When Shirley Engelmeier began her career in the consumer products business in the '80s, women were still viewed with suspicion, at least in some quarters of corporate America. "People thought you were a token placement," Engelmeier told me this week, "That you got your job because you were a woman." It took Engelmeier, the CEO of consultancy InclusionINC and author of Inclusion: the New Competitive Business Advantage, several years to realize just how tricky life could be for a hardworking, ambitious young woman in sales.

"My numbers were the sixth best out of 26, and my buddy down the hall was 26th out of 26th, and he got the job," she says of one occasion. Politics played a part, as it always does. She says men hung out with other men and asked other men (and their wives) to dinner at eachother's houses. As the quote at the top shows, her boss was pretty clueless about what to do with Engelmeier. She didn't get asked to those dinners, anyway.

"I love Sheryl Sandberg, she nails the problem [of the lack of women's advancement], but her solution’s off," says Engelmeier. "Probably two decades before she was in the workforce I was raising my hand, asking for a seat at the table, and nobody cared." 

You could argue that things have changed tremendously since, giving professional women today a much better chance of being recognized when they make an effort to put themselves forward. But Engelmeier isn't so sure. We met the day after she attended a conference at The Conference Board on diversity and inclusion "and some companies still don't care", she says. I think the word 'diversity' is an automatic turnoff to a lot of white people, especially men. They associate it - and Engelmeier backed me on this - with ticking off some box HR told them they have to fill, but they don't attach any real value to it. Engelmeier says she's always "slightly depressed" after attending such conferences when she reflects on how relatively little has changed since she started thinking about all this properly in the '90s.

"After two decades of managing diversity it hasn’t worked because we didn’t link it to business…it was seen as an HR talent acquisition frenzy...and we excluded white men – men think this is for some other group, so they feel excluded and terrified," she says. (This is something that came up in show 7, 'Non-white and female'.) Engelmeier's work is all about improving business results for clients through employing teams made up of different types of people - women and people of different ethnicities (and of course a cross between the two).

"MIT researcher Tom Malone has shown diverse viewpoints will come up with a better set of outcomes, and in his case he was saying with women on the team, than [if the team were made up of] the same like-minded geniuses."

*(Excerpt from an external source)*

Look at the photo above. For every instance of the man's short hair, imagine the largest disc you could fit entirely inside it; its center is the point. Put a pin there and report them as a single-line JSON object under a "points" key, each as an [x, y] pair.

Engelmeier founded her consultancy 12 years ago and how has clients across the US and the world. Yet, she says, too many CEOs still don't get it, even while they're aware of changing demographics in the US and around the globe, and the fact that women make 80 percent of purchasing decisions. "It’s not that complicated!" she says. "Who are the key employee demographics to help you sell baby food and design cars?" Back in her own consumer goods days, diaper brands were entirely staffed by men.